For Asian American Heritage month, we will be exploring the history of the book in Asia. We will dive into how papermaking, bookbinding, and printing varied between different regions and cultures. We’re starting in East Asia, with the country that first invented printing and paper: China!

     The invention of paper is attributed to an imperial official from the Han Dynasty named Ts’ai Lun, who purportedly came up with the idea in 105 A.D. In reality, the idea may have predated Ts’ai Lun, but his close relationship to the imperial court meant his name went down in history. Before paper, Chinese scribes would use pieces of bamboo or wood to write on, then later they began to use silk and cloth. All of these materials were difficult to write on and silk was too expensive for it to find widespread use. Paper was a huge improvement and proved to be a revolutionary invention. Chinese papermakers made pulp from readily available waste products, like rags and fishnets, as well as fresh plant fibers like bamboo and mulberry bark (called Kozo).
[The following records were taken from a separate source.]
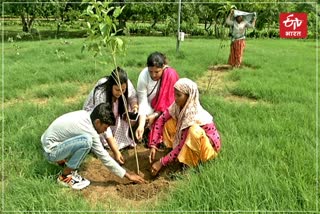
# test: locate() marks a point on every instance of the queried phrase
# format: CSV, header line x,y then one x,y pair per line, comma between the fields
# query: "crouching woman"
x,y
186,128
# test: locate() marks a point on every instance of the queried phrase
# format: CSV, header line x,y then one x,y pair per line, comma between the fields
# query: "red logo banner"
x,y
293,25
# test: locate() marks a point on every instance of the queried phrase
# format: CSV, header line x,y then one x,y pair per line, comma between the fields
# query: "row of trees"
x,y
210,13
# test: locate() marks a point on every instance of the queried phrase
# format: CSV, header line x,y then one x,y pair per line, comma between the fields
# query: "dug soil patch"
x,y
106,186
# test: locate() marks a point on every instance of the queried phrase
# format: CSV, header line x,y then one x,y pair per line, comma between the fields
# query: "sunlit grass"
x,y
265,113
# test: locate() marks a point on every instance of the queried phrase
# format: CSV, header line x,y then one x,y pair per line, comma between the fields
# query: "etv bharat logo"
x,y
293,25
     The invention of paper led to a significant increase in books and literacy across China, but printing moved things a step further. Printing took a number of different forms in China. The oldest of these forms was woodblock printing, which began about 500 years after Ts’ai Lun’s lifetime. With this method, an entire page of text would be carved onto a block of wood, coated in ink, and pressed onto a sheet of paper. Around 1040 A.D., a Chinese artisan named Bi Sheng came up with the idea of using moveable wooden type that could be repurposed for many books, instead of carving one page at a time. Later inventors replicated this idea but instead used clay to shape their characters. A man named Wang Zhen is credited with improving on these forms of moveable type and creating a distinctive circular type case that spun so you could easily access different characters. However, these clay and wood characters had a number of imperfections that kept them from taking off in China to the same extent that moveable metal type spread in Europe. Additionally, the Chinese alphabet contains thousands of characters, much more than European alphabets. It was very time consuming to carve all of them and to sort through them when typesetting. So, despite the invention of moveable type, wood blocks remained the most popular form of printing in China.
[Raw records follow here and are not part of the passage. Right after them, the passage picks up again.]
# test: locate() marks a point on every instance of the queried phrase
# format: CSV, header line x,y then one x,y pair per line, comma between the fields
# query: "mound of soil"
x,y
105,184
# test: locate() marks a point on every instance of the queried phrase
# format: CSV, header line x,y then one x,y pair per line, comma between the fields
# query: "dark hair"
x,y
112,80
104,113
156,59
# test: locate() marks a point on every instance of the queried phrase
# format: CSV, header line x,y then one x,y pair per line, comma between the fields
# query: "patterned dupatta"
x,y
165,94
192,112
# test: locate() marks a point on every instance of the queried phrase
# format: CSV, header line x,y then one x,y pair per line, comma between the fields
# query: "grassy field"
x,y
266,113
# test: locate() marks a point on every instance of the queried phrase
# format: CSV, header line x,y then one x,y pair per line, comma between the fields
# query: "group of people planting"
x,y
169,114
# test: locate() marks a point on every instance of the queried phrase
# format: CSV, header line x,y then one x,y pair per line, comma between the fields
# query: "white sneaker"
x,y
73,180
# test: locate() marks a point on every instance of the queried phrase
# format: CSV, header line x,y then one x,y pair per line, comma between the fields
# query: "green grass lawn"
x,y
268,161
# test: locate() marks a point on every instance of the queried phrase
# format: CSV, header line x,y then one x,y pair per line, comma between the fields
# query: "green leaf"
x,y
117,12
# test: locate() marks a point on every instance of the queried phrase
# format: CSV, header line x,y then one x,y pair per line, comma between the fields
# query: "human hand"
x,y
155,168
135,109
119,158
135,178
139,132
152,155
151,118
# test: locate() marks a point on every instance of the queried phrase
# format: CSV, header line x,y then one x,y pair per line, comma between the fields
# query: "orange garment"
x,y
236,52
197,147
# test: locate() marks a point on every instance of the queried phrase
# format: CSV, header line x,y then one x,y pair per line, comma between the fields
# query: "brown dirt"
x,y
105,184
     Before paper became widely available, Chinese texts were written on silk scrolls. However, scrolls were inconvenient in many ways– silk was expensive, delicate, and difficult to write on, plus the scrolls were cumbersome to store and time consuming to unroll. The invention of paper and printing marked a shift away from this. Written texts in China began to look more like our conventional idea of a book. Accordion books began to appear in China around the fifth century as more efficient alternatives to scrolls. These books were made of folded strips of paper that were tucked inside a paper cover.

     China was at the forefront of printing, papermaking, and bookbinding long before Gutenberg was born. A Buddhist text called the Diamond Sutra, which was made using all the methods described here, in 868 A.D. during the Tang Dynasty, is believed to be the oldest printed book in the world. China used their technological advances to spread literacy while only a privileged few had access to handwritten manuscripts in the West.

Now we’re shifting our focus from China to the neighboring country of Japan. We will explore how Japan used existing ideas in China to come up with their own methods of book production.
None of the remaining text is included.